The format might have evolved over time, but what hasn’t changed is the focus on the work of women, says , Millibo’s artistic director. “One day it’s not going to be an issue,” De Pree says of fewer opportunities for women in theater. Until it’s not, WTF provides a platform for women to tell stories.
In its earliest iteration a dozen years ago, the MAT’s Six Women Play Festival was national in scope, inviting women from all over the United States to submit their short works. Now the event focuses on the work of Colorado women.
Until last year, De Pree’s passionate and outrageous alter ego Babette served as the emcee of the event, entertaining audiences as the stage transitioned between the short plays. That responsibility, along with set changes, now falls to the ensemble of actors.
This year’s WTF theme “You, Me, Us and Them” addresses inclusion and exclusion, De Pree says. Theatergoers can expect six works—five plays and one poem—with six directors and about 12 actors bringing them to life on stage. Three of the writers are from Colorado Springs and one from Monument. All the actors and directors are local. Five of the six directors are women. But in sticking with the theme of inclusion, De Pree says they don’t exclude men, except in the writing, of course.
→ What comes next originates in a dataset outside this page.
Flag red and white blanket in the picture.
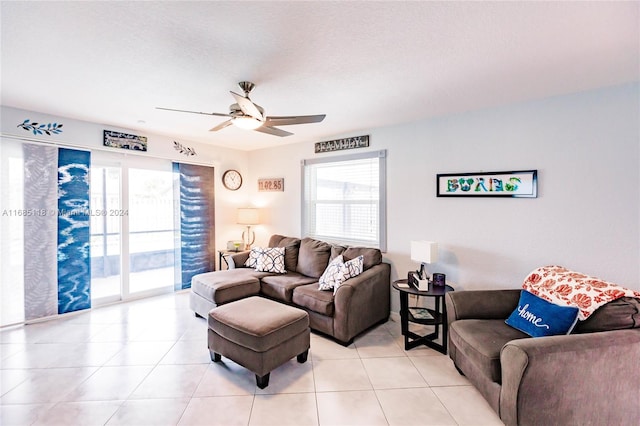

De Pree enjoys the opportunity to see women supporting other women, but says the plays tell human stories. “The more we see the universality in plays, the better it is.”
She admits the festival does lean toward filling the theater’s seats with women—it makes a great girls night out—but she encourages men to come too. “The plays speak to the human experience,” she says.
The three-week Women’s Theatre Festival includes Colorado writers of all levels of experience. Open Concept, about an interaction between a realtor and her client, is Lisa Siebert’s playwriting debut. Similarly, first-time writer and director Kara Harrison contributes Positively Ridiculous, about Katherine who has been infatuated with “Cat Man” but finds things are not as they seem.
Moderate Proposal, written and directed by Cyndi Parr, is a rather timely inclusion that begins as two candidates face off in a debate about issues but end up debating about how politics are debated in America. One Man’s Trash, by Leslie Lewis, finds the actors sparring over what separates and unites, and what it means to be trash. Nomads of Disaster/Listening to Chernobyl tells a story of characters in a future nuclear zone. And the poem Like a Living, Breathing Janus, written by Lara Gaydos and directed by De Pree, is the story of one woman from youth to middle age; it is performed by the ensemble of actors.
Each play runs about 10 to 20 minutes. “You may not love them all,” De Pree says. “But if you do, they last about 15 minutes; if you don’t, it lasts 15 minutes.”
Watch for special events, such as a playwright talk-back.